Tuesday, October 13, 2009
I'm going to play! Perfect Moments Monday
There's a kind of snarky perfection to this--I'm not sure if that's the intent of the perfect moments theme, but here goes:
My boys are 4 years apart in age, 8 and 12. My younger has adhd, which intensifies behaviors that (I often suspect intentionally) irritate the older. The older is easily irritated, making himself the most tempting target. I remember an episode on the Simpsons, where some sanctimonious adult announces, "I will just now turn my back and bend over and tie my shoe", and does so, turning up the irresistible target of wriggling buttocks. The tension this creates in the children is unbearable, and they've nearly survived it without incident when the adult announces he's going to now tie his OTHER shoe. The rocks are launched from the slingshot.
Connor is that sanctimonious adult.
The boys can go from 0 to 80 in nothing flat. Sample conversation: Scott: "The sun goes this way...around the earth..." Connor: "No, the earth goes around the sun--DUMMY!!!" And they're off. Scott: "Well, you're stupid!" Connor: "Mom, Scott just called me stupid!" And I'm remembering my mom's remark from the past: "I want to knock your two heads together."
We were on a backpacking trip this past weekend because they had a holiday from school Friday. Neither wanted to go and they complained bitterly.
We were going to walk over to some low cliffs to watch the sunset and the boys were impatient to go. I'd dipped some water from the lake and had it on our little stove to boil. I wanted to purify it, and then let it cool overnight so we'd have cold drinking water in the morning. So we were waiting on the pot. To pass the time I asked Connor if he knew what the phrase, "A watched pot never boils" means.
He said, "Yes.
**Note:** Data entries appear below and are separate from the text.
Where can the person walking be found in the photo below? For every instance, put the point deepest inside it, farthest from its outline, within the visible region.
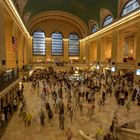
(99, 133)
(61, 121)
(69, 134)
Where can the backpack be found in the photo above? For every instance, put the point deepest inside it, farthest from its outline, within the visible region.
(50, 114)
(111, 128)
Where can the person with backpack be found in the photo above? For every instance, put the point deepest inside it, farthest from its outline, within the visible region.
(50, 115)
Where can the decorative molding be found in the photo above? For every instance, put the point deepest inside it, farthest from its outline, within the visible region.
(60, 16)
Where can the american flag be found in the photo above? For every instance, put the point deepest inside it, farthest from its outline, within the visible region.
(14, 44)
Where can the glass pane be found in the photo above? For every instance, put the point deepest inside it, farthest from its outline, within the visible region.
(39, 46)
(57, 44)
(130, 6)
(73, 45)
(107, 20)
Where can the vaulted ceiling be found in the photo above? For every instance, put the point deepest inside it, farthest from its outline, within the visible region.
(84, 9)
If you're waiting for something it takes forever. But, one saying I've never gotten is, 'People who live in glass houses shouldn't throw stones.' I don't get that. Is that like saying people who don't brush their teeth get cavities?"
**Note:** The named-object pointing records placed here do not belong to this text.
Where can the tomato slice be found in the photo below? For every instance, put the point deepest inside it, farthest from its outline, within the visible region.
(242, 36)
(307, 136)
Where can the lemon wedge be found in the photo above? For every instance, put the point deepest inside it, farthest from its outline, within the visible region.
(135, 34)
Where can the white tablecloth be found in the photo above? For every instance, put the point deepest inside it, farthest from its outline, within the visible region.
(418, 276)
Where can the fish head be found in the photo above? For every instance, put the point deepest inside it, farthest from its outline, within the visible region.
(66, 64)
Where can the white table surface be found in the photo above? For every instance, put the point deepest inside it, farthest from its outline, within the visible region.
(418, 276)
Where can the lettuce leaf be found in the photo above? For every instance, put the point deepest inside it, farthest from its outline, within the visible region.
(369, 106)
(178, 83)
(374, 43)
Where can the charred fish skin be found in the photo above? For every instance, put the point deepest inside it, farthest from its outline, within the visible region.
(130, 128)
All of the most perfect examples of hypocrisy I've ever heard or experienced vanished and left me with a lame example: "Well, it's more like someone criticizing people for sneezing really loud and then sneezing loudly themselves. It's about criticizing someone for something that you do yourself."
Much later we're in the car on the way home, Gary driving. I've already threatened the boys several times that we're going to take the next exit and sit in the car until they tell me they can control their bickering because it's not safe to drive with all the yelling in back. There's a sullen silence reigning when Gary said, "Man, that guy has big ears!"
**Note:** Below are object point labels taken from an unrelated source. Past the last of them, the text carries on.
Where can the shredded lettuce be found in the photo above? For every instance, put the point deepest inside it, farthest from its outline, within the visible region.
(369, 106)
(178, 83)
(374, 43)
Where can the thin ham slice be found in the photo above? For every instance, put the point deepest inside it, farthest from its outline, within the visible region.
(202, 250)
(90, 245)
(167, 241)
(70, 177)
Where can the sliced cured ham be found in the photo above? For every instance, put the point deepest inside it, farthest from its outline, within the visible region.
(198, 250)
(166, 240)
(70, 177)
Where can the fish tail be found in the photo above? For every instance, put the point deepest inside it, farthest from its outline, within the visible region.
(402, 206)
"The driver in front of us. He has huge ears."
"How can you see that...oh!" When the light angle was just right this driver's ears were elephantine. Even several car lengths ahead and around a neck rest we could see them. Gary kept talking, "I don't think I've ever seen ears that big."
I couldn't help it, and started to laugh.
Connor was scandalized. "That's really MEAN of you guys! How would you like it if someone behind us was laughing at Dad's bald spot?"
We rounded a corner and the autumn light illuminated the inside of the car ahead again.
"There they are." said Gary. It took a moment to realize what "they" were, and this time I howled. I hadn't laughed like that in ages, with such complete abandon.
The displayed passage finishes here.